RNA: Life's Indispensable MoleculeWe’ve just published a new book by James Darnell, one of the founding authors of the popular textbook Molecular Cell Biology (W.H. Freeman). In the new book, entitled RNA: Life’s Indispensable Molecule, Darnell provides the first comprehensive account of the history of RNA research from the perspective of his own distinguished, 50-year career at the forefront of the field.

“My aim in writing this book is to provide a supplement in historical form—both to the younger generation of scientists and teachers and through them to incoming students—that describes how we first learned some of the molecular fundamentals of biology,” writes Darnell.

The book will be useful to teachers of undergraduates, as it provides clear descriptions of major developments in the field of RNA research across a historical timeline, beginning over 100 years ago and continuing to the present day. Darnell enthusiastically and eloquently describes the intellectual context in which each question first arose and explains how the key experiments were structured and answers obtained.

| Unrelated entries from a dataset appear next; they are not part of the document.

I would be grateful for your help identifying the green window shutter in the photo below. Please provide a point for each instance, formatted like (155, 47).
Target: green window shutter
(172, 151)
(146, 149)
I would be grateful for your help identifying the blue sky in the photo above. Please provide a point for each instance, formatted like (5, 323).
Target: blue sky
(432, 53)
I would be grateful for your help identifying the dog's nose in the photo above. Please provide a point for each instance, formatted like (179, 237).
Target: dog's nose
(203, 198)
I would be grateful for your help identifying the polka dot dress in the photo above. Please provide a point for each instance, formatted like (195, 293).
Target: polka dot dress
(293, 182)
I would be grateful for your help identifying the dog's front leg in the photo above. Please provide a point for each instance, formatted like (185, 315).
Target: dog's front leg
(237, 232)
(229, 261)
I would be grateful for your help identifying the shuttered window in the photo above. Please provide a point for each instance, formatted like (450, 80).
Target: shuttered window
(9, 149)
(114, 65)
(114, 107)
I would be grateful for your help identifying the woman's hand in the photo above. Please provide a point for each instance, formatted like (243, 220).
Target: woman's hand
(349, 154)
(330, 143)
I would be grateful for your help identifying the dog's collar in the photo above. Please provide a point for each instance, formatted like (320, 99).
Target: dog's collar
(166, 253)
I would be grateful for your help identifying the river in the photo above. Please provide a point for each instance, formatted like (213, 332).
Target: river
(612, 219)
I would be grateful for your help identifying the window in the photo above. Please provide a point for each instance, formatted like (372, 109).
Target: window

“Many of today’s major questions (e.g., how mRNAs are formed and how gene control is exercised in eukaryotes) are the same questions that were pursued decades ago,” writes Darnell. “This history ought to be available in usable form for teachers and, most of all, the curious students of today.”

The book will appeal to upper-level undergraduate and graduate students who are following a specific course of study in molecular or cellular biology. It can be used for specialized courses on RNA structure and function, gene regulation, or the origins of life, as well as more general courses on molecular and cellular biology. It is heavily illustrated and in full color, and includes comprehensive reference lists at the end of each chapter.